Insilico, Tenacia expand AI CNS partnership in $94.75M deal

CURRENT BRIEF VERSION: Insilico Medicine and Tenacia Biotechnology said on March 26, 2026, that they’re expanding their AI-driven central nervous system collaboration, adding a second program and bringing the deal’s additional potential value to as much as $94.75 million. The partners said their initial March 2025 work used Insilico’s Pharma.AI platform and Tenacia’s CNS expertise and proprietary data to develop small-molecule inhibitors designed for strong blood-brain barrier penetration. Under the new agreement, they’ll use generative AI to advance another candidate with defined properties for difficult neurological diseases through the preclinical candidate stage. (prnewswire.com)

Why it matters: For veterinary professionals, this is another sign that AI-enabled drug discovery is moving beyond broad platform talk and into target- and property-specific CNS programs, where blood-brain barrier penetration remains a major challenge. While this deal is focused on human neurology, the same discovery approaches could eventually influence companion animal neurology, pain, and seizure pipelines, especially as companies look for faster ways to identify differentiated small molecules. It also lands against a backdrop of bigger validation for Insilico’s platform: the company has separately announced a multi-program AI drug discovery collaboration with Eli Lilly that carried up to $2.75 billion in potential value, including $115 million upfront, exclusive global rights for Lilly to certain preclinical oral candidates, and tiered royalties for Insilico. Tenacia’s growing footprint in neurology, including prior and recent Greater China partnerships in seizure and psychiatric disorders, suggests it’s positioning itself as a serious CNS commercialization and development partner in the region. (prnewswire.com)
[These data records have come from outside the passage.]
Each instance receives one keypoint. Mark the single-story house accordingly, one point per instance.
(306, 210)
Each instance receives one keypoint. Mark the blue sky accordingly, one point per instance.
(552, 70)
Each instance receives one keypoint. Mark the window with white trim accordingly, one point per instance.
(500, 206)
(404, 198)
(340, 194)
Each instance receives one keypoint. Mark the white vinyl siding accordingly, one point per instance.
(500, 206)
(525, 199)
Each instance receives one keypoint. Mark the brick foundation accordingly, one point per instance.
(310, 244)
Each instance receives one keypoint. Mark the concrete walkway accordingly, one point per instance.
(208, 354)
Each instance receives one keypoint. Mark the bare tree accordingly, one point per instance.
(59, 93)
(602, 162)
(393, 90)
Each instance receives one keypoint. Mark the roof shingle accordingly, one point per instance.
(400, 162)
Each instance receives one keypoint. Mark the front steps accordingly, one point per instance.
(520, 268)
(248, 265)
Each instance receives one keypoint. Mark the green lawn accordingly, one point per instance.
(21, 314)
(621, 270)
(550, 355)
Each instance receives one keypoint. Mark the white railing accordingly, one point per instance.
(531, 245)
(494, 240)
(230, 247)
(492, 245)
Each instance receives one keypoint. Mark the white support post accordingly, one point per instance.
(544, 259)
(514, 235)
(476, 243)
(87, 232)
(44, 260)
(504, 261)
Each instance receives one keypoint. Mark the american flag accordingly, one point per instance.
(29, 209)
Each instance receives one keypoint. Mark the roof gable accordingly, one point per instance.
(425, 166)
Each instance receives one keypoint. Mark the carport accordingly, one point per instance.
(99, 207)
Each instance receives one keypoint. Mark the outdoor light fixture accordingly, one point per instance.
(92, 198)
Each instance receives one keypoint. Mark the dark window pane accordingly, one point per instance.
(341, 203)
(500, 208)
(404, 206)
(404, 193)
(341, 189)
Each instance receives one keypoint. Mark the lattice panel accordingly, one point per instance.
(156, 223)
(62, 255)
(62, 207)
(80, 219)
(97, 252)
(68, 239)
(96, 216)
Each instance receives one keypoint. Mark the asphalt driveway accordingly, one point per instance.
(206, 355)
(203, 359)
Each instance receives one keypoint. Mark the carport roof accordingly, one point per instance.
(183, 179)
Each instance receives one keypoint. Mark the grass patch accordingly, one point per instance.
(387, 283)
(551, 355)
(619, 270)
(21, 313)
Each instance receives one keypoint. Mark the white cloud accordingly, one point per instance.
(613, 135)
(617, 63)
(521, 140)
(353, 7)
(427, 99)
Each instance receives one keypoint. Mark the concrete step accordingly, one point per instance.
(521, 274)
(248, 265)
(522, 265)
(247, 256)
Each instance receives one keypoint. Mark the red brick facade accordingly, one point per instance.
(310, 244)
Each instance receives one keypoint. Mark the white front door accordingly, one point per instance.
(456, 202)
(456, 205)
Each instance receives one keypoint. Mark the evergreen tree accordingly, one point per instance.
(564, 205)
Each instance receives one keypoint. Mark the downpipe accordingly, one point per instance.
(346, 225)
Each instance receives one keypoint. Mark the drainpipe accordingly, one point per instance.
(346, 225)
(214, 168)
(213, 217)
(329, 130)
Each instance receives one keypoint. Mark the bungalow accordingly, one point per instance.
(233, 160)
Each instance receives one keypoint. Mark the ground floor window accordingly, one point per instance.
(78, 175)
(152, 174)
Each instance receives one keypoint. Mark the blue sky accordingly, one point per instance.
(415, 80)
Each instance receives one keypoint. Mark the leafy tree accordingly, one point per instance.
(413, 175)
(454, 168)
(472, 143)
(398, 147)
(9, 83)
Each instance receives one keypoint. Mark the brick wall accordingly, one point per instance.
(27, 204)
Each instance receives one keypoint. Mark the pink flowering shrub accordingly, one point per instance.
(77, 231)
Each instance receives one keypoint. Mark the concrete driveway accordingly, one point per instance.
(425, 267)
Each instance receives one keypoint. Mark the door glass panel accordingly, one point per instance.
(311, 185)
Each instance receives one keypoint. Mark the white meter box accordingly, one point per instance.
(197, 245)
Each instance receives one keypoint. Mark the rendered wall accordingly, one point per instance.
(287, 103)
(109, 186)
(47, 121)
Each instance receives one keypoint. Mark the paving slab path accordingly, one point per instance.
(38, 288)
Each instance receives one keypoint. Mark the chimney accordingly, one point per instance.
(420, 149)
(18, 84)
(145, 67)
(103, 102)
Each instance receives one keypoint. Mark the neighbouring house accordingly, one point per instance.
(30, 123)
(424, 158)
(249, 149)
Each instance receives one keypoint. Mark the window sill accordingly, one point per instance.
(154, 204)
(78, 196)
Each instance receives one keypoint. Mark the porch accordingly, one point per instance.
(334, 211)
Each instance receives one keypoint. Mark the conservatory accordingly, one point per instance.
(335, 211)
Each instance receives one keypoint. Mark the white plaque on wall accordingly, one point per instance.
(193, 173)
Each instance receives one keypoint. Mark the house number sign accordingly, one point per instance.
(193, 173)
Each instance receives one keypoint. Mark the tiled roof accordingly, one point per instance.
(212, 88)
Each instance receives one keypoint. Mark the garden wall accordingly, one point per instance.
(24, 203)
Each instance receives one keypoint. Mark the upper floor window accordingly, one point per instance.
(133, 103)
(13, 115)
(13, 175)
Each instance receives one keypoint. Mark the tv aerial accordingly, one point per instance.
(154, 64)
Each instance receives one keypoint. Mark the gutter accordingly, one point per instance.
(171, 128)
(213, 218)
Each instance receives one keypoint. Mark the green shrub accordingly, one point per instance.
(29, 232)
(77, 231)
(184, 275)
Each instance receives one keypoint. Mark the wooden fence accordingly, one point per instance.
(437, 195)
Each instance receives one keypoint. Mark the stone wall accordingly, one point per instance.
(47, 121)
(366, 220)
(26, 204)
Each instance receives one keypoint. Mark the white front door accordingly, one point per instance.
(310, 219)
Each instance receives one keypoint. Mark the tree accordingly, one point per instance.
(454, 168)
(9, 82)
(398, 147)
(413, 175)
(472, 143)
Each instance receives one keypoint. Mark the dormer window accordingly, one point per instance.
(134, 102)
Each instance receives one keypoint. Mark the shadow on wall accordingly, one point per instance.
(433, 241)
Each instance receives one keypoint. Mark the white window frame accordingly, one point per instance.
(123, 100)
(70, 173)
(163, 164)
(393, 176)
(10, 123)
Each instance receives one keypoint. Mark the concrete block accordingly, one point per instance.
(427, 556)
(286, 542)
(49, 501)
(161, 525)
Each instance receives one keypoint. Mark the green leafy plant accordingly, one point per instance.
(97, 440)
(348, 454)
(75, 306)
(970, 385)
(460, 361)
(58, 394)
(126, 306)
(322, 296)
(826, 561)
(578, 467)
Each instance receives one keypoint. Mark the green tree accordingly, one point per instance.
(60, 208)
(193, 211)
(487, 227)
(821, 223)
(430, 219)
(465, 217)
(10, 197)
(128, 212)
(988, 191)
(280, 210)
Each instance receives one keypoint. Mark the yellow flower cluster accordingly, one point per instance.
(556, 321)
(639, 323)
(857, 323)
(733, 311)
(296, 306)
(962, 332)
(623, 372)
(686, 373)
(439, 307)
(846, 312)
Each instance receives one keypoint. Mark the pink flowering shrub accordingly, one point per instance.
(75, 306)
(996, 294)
What to watch: Watch for whether the expanded program reaches preclinical candidate nomination on the kind of compressed timeline Insilico has highlighted in other AI partnerships, and whether either company later discloses the target, indication, or geographic commercialization structure. Insilico’s larger Lilly deal is also a reminder to watch how often these AI collaborations move beyond discovery into licensing, global rights, and downstream commercial economics. (prnewswire.com)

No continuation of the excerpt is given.